The jury is still out on the effect of trust expenses on gold ETF prices, although it does appear that over time the ETF price has been infinitesimally underperforming spot gold, as it should. On the other hand, this trend could reverse and ETF shares might be overbid compared to spot prices, especially when investors get too excited and fail to properly take trust expenses into account. Regardless, the real issue is that ETF market makers will know exactly what the fair value of each ETF share should be at any moment, giving them a trading advantage over unsophisticated investors.
It never ceases to amaze me what a strange market silver is! I can't think of another instance where the little guy is so eager to hand the castle keys over to the very people they blame for all their ills: the commercials, COT, bullion banks, short sellers. etc.

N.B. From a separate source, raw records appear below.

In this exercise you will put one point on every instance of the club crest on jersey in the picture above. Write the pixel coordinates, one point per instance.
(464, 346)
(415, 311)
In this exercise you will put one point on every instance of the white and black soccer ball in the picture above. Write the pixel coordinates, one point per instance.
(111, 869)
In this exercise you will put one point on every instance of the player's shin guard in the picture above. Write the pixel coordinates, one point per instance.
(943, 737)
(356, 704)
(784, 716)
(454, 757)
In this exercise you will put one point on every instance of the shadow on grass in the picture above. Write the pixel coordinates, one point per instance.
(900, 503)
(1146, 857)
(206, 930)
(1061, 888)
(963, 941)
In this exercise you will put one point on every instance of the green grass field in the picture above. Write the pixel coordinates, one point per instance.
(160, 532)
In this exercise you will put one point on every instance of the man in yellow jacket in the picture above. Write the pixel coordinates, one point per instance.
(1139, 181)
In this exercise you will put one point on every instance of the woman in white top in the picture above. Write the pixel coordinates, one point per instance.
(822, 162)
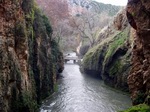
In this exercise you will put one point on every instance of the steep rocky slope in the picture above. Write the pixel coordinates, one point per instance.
(68, 19)
(138, 13)
(29, 58)
(110, 57)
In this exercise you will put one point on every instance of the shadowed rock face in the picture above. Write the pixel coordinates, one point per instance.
(139, 78)
(29, 59)
(110, 58)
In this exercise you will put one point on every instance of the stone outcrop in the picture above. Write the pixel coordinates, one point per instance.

For those not inclined to believe conspiracy theories, it should still be enough to realize that ETF market makers (1) are insiders with their own self-interests including separate precious metals operations in the paper and physical markets, (2) will use superior market knowledge to create arbitrage trading opportunities at the expense of retail ETF investors, (3) will be responsible for management of ETF bid/ask spreads, (4) will control the ETF's demand for metal on the spot market through their monopoly over the issuance and redemption of ETF shares, and (5) will have perfect knowledge at all times about the operation of the ETF including the amount of silver underlying each share.
To boot, tax complications and the erosion in fund assets due to trust expenses actually might make the silver ETF more difficult to figure out than owning physical bullion. Yet the usually skeptical silver crowd has bought the touting of the silver ETF as all advantage, no downside, hook, line and sinker.
If silver didn't have such a small spot market and little in the way of available stockpiles, perhaps the benefit of an ETF--its liquidity and the fact that it can be traded like a stock - might outweigh the very serious but difficult to see toll on investors arising from the market makers' inherently unfair advantage. Indeed, the wild popularity of ETFs in general seems to indicate that investors don't think ETFs can cause them any problems whatsoever. To which I answer, let's see just how well each ETF will fare in its eventual test by fire: market conditions so disruptive that even the market makers are helpless.
In any case, there are more immediate problems with the silver ETF that have no apparent resolution. The SEC's likely position will be that the spot silver market is so small and illiquid that an ETF will have a disruptive influence. Sure a miracle might still happen such as Buffett making his stockpile available or some crazy billionaire attempting to build a stockpile from scratch.
Alas, miracles are for suckers, and so I urge the silver community to go back to the drawing board. Let's find another way to provide investors with an ETF-like vehicle that is easy to trade, but is not an ETF. Until then, we'll have to settle for Central Fund of Canada [AMEX:CEF; TSX:CEF-NVA], Silver Wheaton [AMEX:SLW; TSX:SLW] or Silver Standard Resources [Nasdaq:SSRI; TSX:SSO] as the closest thing to directly owning silver in our stock accounts.
Copyright (c) SILVERAXIS.COM 2006
DISCLOSURE: At the time of publication of this commentary, I did not own Central Fund of Canada, Silver Wheaton or Silver Standard Resources.